Per-idea agent module — IMPORTANT, read both warnings before writing code:

Warning A — LangChain 1.x removed AgentExecutor and create_tool_calling_agent. They were in langchain.agents in 0.3.x; in 1.x the agent loop has moved to LangGraph (langgraph.prebuilt.create_react_agent) or to plain .bind_tools() + manual loop. Do NOT import them from langchain.agents — ImportError on a fresh venv (v3 friction P0-V3-N2).

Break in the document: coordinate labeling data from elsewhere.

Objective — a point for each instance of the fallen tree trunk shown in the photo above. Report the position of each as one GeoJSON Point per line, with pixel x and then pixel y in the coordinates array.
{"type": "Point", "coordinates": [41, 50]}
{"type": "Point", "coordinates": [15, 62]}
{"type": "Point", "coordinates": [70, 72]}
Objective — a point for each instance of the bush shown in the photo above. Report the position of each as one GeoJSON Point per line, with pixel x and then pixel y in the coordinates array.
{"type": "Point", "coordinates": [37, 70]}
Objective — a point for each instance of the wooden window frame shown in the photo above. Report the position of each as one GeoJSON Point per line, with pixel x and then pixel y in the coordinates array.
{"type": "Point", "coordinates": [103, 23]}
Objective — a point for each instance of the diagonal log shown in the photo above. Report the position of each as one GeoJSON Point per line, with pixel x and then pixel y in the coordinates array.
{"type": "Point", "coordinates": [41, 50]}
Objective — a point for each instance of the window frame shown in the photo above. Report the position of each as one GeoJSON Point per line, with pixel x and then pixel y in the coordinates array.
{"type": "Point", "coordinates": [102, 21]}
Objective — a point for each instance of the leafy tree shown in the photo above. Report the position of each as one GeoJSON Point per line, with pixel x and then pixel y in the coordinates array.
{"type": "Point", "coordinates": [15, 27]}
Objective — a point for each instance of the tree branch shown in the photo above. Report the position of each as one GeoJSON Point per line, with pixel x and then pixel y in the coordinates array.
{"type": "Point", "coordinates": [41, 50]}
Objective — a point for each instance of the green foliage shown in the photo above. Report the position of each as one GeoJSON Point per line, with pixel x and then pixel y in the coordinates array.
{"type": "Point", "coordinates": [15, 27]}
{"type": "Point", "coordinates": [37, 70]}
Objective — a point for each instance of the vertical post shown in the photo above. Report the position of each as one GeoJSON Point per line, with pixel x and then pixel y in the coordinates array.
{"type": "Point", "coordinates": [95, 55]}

Warning B — Grok-4 over the OCI OpenAI-compat endpoint stops emitting structured tool_calls after ~2 turns. On the 3rd+ tool call it returns plain text like Function: run_sql({"query": "..."}) instead of an OpenAI-shape tool_calls object, which LangGraph + LangChain agents cannot parse. The reliable shape at this tier is therefore a 2-step pipeline, not an open agent loop (v3 friction P0-V3-N3):
```
# src/<package_slug>/agent.py — 2-step pipeline (canonical)
from <package_slug>.inference import get_chat_client
from <package_slug>.tool_registry import get_tools

def answer(user_q: str) -> dict:
    tools = get_tools()  # local BaseTool subclasses from shared/snippets
    llm = get_chat_client()
    # Step 1: LLM picks ONE tool + args (single tool_call — reliable)
    plan = llm.bind_tools(tools).invoke([{"role": "user", "content": user_q}])
    # Step 2: execute, then synthesise (no further tool turns)
    results = [t.run(call["args"]) for call in plan.tool_calls
               for t in tools if t.name == call["name"]]
    final = llm.invoke([
        {"role": "user", "content": user_q},
        {"role": "assistant", "content": str(plan.tool_calls)},
        {"role": "tool", "content": "\n".join(map(str, results))},
    ])
    return {"answer": final.content, "tool_calls": plan.tool_calls,
            "tool_results": results}
```
The 2-step pipeline produces grounded answers + the SQL/tool args used, which is what the demo needs. If a multi-step loop is essential (e.g. idea 3's "vector then SQL then both" routing), split it into multiple top-level answer() calls and orchestrate from the FastAPI adapter — never let the LLM drive >2 tool turns in one call. The intermediate v3 cold-start walk proved this.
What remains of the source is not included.